2. Materials and methods
Seeds of 18 populations of Iranian endemic A. khorassanica were obtained from the Artemisia collection of the Iranian Biological Resource Center (Table 1), Tehran, Iran. Seeds were planted in cultivation trays containing 1:1 perlite and peat moss with a photoperiod of 16 h and light intensity of 70 µmol m–2 s–1 at 23 °C and then were transplanted into pots containing 1:2 field soil and perlite in the 6-leaf stage with a photoperiod of 12 h and light intensity of 99 µmol m–2 s–1 at 25 °C in the greenhouse of the Faculty of Agriculture, Tarbiat Modares University, Tehran, Iran.
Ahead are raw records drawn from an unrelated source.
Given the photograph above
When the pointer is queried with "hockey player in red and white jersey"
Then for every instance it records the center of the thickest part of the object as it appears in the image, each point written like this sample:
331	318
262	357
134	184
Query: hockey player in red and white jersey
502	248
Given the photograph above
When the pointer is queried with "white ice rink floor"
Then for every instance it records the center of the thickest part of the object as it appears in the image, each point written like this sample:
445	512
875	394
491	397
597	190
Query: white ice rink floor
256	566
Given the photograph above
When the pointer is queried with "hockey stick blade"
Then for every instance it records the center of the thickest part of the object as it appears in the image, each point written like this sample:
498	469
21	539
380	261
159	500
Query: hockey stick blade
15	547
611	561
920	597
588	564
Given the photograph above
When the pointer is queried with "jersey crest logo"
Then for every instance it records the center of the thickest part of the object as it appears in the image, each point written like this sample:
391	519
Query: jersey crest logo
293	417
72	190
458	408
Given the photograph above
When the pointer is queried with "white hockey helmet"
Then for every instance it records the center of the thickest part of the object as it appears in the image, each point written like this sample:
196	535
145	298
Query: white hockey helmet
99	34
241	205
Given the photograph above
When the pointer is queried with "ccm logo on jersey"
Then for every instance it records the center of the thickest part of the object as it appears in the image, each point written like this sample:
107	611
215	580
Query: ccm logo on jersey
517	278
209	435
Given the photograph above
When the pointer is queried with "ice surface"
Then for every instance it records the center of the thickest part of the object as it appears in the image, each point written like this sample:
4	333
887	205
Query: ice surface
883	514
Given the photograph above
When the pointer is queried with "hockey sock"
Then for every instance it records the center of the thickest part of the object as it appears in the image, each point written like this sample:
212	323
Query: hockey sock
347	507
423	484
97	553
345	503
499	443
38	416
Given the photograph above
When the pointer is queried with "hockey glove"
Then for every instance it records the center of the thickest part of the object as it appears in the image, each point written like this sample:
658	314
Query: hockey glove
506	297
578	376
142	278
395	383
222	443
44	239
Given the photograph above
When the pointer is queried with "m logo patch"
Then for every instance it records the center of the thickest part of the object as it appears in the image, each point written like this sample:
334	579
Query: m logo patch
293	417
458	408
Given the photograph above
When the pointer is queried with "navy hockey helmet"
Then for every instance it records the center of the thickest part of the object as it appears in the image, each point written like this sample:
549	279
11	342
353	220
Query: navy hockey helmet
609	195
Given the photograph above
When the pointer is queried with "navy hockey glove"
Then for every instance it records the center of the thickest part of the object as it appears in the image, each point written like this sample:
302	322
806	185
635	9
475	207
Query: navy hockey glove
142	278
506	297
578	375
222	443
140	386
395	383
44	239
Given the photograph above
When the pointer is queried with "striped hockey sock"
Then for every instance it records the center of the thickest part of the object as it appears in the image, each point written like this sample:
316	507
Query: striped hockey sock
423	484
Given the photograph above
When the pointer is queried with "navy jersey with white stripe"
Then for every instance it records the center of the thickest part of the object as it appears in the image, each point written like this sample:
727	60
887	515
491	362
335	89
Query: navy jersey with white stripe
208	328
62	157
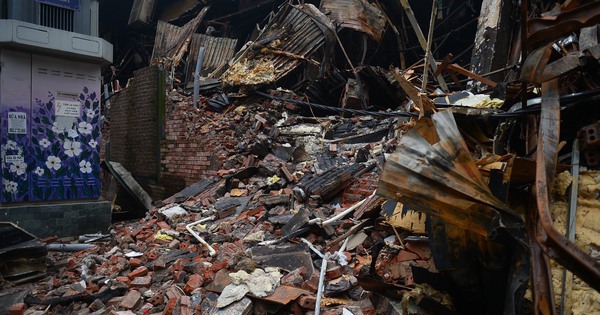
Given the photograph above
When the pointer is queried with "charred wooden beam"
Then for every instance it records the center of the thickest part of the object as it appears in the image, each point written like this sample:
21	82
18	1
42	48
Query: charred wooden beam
328	184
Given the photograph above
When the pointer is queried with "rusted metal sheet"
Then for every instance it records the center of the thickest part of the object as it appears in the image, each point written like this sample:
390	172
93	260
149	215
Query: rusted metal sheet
218	51
293	37
171	41
441	179
358	15
560	23
22	255
537	69
555	245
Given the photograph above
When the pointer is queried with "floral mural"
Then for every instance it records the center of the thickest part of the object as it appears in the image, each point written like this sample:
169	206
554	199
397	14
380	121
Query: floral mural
65	161
15	162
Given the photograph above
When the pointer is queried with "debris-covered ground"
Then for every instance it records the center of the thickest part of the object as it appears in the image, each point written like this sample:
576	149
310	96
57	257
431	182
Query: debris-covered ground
345	185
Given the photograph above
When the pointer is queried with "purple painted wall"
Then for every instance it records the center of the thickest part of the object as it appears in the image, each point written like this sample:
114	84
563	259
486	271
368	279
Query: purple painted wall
50	128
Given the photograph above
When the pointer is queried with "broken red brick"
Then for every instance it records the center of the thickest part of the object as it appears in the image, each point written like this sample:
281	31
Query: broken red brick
179	276
312	283
170	307
116	301
163	225
135	262
17	309
404	255
141	282
307	301
193	283
173	292
126	280
131	299
138	272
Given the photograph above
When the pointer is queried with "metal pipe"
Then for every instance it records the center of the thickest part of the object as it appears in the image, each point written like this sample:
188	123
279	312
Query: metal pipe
57	247
197	75
428	55
188	227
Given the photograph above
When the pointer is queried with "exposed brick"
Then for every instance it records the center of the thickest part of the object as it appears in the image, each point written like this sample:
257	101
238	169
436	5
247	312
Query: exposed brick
138	272
17	309
131	299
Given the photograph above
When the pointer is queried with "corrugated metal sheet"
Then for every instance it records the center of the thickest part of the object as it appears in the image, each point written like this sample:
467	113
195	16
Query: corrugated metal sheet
171	41
218	51
437	175
358	15
294	36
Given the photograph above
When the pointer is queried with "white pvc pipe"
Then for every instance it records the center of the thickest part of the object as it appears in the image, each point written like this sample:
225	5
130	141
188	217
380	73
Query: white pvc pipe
188	227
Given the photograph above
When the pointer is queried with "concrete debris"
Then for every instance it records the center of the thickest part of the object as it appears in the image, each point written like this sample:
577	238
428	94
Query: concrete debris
315	171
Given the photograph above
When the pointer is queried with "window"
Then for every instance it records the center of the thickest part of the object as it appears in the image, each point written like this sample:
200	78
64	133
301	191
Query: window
56	17
3	9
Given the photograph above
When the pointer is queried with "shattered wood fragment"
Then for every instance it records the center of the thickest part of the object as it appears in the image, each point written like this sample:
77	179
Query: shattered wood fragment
358	15
171	42
441	179
306	30
422	102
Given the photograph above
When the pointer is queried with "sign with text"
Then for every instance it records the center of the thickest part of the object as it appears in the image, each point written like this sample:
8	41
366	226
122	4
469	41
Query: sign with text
68	108
67	4
17	123
13	159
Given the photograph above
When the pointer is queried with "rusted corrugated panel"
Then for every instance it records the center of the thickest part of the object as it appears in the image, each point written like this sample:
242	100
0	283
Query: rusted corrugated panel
218	51
358	15
294	36
439	177
171	41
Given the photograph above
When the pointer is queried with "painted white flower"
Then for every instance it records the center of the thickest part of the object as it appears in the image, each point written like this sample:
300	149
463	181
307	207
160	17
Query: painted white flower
10	187
18	167
53	162
72	148
39	171
85	128
72	134
85	167
11	145
93	143
91	113
45	143
56	128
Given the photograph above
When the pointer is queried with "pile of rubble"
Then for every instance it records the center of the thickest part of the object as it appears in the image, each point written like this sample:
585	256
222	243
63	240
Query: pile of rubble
415	198
290	231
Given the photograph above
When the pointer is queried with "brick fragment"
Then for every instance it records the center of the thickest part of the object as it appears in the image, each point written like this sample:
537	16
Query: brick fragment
193	283
170	307
131	299
138	272
307	301
135	262
115	301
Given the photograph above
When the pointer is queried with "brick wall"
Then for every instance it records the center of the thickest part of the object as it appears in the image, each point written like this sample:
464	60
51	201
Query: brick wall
134	126
360	188
194	147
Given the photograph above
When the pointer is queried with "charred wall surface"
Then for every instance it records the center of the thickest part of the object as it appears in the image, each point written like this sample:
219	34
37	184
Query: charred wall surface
134	126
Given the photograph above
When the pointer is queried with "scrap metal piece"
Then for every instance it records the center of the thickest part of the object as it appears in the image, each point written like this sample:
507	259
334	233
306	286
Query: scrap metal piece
295	35
127	181
358	15
22	255
218	51
441	178
555	245
171	41
557	24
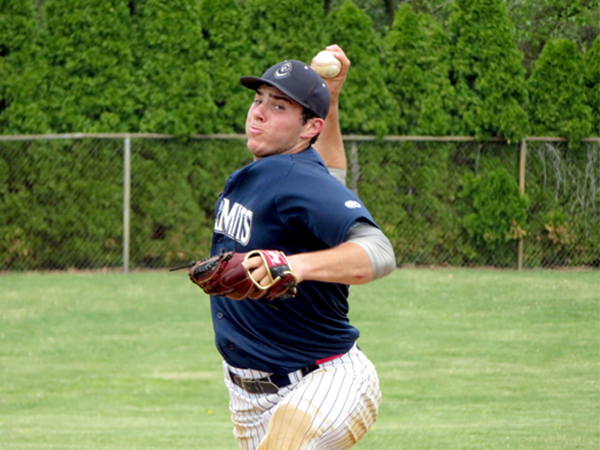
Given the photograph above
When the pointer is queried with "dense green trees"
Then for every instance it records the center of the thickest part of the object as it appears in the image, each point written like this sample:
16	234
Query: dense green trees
558	97
173	67
486	71
427	67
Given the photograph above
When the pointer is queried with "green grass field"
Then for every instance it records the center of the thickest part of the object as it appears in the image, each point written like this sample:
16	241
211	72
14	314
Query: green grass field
468	359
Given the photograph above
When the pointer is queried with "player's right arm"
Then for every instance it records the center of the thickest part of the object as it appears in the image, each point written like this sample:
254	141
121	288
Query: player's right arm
330	144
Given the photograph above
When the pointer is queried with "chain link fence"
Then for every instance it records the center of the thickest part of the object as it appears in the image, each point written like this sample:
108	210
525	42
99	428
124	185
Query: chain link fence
147	201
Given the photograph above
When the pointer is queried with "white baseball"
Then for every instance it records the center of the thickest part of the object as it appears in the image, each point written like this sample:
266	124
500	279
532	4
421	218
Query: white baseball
326	64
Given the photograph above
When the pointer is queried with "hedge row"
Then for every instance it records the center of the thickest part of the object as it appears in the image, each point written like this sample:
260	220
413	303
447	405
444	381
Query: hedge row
173	67
440	203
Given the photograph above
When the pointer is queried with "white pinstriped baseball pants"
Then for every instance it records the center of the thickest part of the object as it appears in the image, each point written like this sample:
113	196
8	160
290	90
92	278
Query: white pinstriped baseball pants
331	408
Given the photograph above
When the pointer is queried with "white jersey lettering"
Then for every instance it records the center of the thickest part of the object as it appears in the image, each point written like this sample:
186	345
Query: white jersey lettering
234	221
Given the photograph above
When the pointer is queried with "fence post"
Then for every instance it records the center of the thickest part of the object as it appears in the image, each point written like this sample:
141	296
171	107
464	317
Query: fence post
522	159
354	167
126	201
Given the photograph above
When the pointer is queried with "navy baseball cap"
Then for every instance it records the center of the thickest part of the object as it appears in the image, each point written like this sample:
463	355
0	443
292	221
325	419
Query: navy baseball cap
298	81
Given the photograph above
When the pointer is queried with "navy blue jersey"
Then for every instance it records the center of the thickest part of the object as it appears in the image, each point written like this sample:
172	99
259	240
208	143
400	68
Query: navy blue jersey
289	203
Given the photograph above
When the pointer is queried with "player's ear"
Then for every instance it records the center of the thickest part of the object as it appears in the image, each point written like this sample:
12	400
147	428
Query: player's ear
312	127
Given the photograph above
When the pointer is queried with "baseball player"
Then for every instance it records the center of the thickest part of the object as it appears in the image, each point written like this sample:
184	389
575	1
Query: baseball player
296	377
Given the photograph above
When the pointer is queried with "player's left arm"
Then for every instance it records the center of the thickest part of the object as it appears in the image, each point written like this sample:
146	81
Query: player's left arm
330	144
366	255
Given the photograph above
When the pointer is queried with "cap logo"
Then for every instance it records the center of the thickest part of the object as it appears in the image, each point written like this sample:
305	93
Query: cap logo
284	70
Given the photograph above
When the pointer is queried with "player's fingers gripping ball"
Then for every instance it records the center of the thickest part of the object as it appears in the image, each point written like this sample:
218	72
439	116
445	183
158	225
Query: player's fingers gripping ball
226	275
326	64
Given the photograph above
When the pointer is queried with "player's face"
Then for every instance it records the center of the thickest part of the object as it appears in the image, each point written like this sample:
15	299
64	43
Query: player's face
274	124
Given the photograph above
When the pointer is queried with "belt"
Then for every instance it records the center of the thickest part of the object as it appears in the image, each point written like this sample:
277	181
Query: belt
270	384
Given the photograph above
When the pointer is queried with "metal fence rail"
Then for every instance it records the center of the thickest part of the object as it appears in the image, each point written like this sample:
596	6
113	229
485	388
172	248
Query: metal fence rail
146	200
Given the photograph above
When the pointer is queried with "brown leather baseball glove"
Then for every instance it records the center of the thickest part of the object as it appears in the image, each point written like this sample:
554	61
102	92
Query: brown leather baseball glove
225	275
Karyotype and nuclear DNA content were determined in these 18 populations. Half of each leaf was cut and mixed for RNA extraction and expression analyses, and another half was investigated for artemisinin measurement. Flow cytometric 2C DNA contents, artemisinin, and RNA extraction were performed with three replications and karyological study was done with vfie replications. For artemisinin and RNA extraction, each replication was a mixture of three sampled plants (upper branches). For karyological study and flow cytometric 2C DNA contents, each replication was one individual plant.
Table 1.
Local information of collected Iranian endemic Artemisia khorassanica populations.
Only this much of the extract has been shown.